Aifa has written to the Financial Services Compensation Scheme demanding answers over the “perverse” way it is pursuing recoveries from advisers who recommended Keydata products.
Law firm Herbert Smith has written to over 500 firms on behalf of the FSCS to start the legal process of recovering compensation paid to Keydata investors relating to SLS products.
The FSCS has accepted 5,200 claims from Keydata SLS investors and paid out £67m. Money Marketing understands the FSCS will also look to pursue a much larger amount from advisers who sold Keydata Lifemark products. An industry levy of £326m was raised to pay Lifemark claims.
Aifa director Robert Sinclair (pictured) says: “Either there was a systemic failure of advice or there was not. If there was a systemic advice failure, then the FSA should have been dealing with that in an appropriate way at that point, not using the compensation scheme as a proxy for it not doing its regulatory duty properly.”
It has written to the FSCS demanding to know what regulatory powers it is acting under. It has been unable to identify where in the Financial Services and Markets Act or within the FSA’s rules the FSCS is allowed to pursue adviser firms in such a way.
Particulars of claims sent to Keydata advisers last month by Herbert Smith include a list of firms being pursued for recoveries, personal details of investors and total amounts invested.
Sinclair says: “That seems a very strange thing for the FSCS to do because whenever we have asked the scheme for any details of firms it is taking action against, we have always had a strong refusal because it believes to disclose that information would breach confidentiality. I find the FSCS’s conduct on this occasion perverse in the extreme. Overall, we have deep concerns about how this has been conducted.”
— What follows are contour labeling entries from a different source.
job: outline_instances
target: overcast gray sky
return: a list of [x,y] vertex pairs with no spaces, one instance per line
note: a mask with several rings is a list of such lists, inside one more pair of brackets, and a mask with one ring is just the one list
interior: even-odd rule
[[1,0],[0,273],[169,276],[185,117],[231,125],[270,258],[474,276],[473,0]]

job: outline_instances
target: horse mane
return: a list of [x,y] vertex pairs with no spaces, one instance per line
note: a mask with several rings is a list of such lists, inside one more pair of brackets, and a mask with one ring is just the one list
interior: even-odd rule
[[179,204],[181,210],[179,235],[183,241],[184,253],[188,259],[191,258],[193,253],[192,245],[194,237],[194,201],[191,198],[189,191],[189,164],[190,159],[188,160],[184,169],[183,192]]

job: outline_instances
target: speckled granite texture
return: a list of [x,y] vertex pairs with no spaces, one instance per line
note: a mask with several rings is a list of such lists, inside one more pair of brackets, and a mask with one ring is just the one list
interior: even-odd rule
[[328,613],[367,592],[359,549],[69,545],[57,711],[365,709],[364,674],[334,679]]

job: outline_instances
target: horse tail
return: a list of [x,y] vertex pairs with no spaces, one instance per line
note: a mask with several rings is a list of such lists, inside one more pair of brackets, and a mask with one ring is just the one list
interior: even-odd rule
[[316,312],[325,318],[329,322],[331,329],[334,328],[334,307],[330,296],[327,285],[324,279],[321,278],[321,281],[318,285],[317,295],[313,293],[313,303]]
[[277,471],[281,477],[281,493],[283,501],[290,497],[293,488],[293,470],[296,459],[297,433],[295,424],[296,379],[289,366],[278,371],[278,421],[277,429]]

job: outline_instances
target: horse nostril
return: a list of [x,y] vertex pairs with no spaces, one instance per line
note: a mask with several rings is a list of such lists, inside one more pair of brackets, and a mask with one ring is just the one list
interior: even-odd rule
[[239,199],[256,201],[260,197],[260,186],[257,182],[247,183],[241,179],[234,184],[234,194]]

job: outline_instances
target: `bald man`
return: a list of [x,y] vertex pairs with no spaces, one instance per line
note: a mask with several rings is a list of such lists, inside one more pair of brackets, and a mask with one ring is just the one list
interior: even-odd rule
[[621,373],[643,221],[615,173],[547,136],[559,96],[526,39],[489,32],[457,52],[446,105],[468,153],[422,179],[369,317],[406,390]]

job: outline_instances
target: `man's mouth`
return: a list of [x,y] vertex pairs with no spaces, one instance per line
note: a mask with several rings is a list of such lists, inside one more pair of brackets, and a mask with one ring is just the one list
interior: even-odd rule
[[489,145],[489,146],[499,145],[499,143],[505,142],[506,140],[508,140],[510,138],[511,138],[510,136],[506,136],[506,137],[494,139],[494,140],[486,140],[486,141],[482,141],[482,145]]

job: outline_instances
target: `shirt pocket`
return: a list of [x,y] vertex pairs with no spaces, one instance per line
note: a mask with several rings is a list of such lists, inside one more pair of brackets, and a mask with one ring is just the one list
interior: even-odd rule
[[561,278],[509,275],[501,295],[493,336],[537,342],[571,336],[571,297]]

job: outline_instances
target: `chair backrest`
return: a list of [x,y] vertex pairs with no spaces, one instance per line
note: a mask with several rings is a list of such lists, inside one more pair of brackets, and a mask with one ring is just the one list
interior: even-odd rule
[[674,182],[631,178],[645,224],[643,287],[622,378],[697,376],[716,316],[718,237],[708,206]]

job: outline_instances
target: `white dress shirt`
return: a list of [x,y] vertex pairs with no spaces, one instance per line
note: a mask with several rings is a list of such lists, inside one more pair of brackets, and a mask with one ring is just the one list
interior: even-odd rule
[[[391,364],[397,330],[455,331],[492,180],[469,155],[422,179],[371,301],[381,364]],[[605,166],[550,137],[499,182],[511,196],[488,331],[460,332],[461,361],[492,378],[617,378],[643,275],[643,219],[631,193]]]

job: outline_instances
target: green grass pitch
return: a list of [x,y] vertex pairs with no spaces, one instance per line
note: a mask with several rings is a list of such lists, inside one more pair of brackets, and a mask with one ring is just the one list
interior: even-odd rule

Sinclair says he is concerned about the impact the FSCS’s recoveries could have on firms’ solvency and the reputation damage caused, particularly where firms have no case to answer.
An FSCS spokesman says: “We have an obligation under our rules to pursue recoveries where possible. Throughout this process, we have behaved in accordance with legal principles.”
Last week, Money Marketing revealed Target Financial Management was entering administration after the FSCS pursued it for £1m in claims, with an estimated £6m total Keydata claims’ exposure. It has now been bought out of administration by Million Plus Financial Planning which did not take on any of TFM’s liabilities.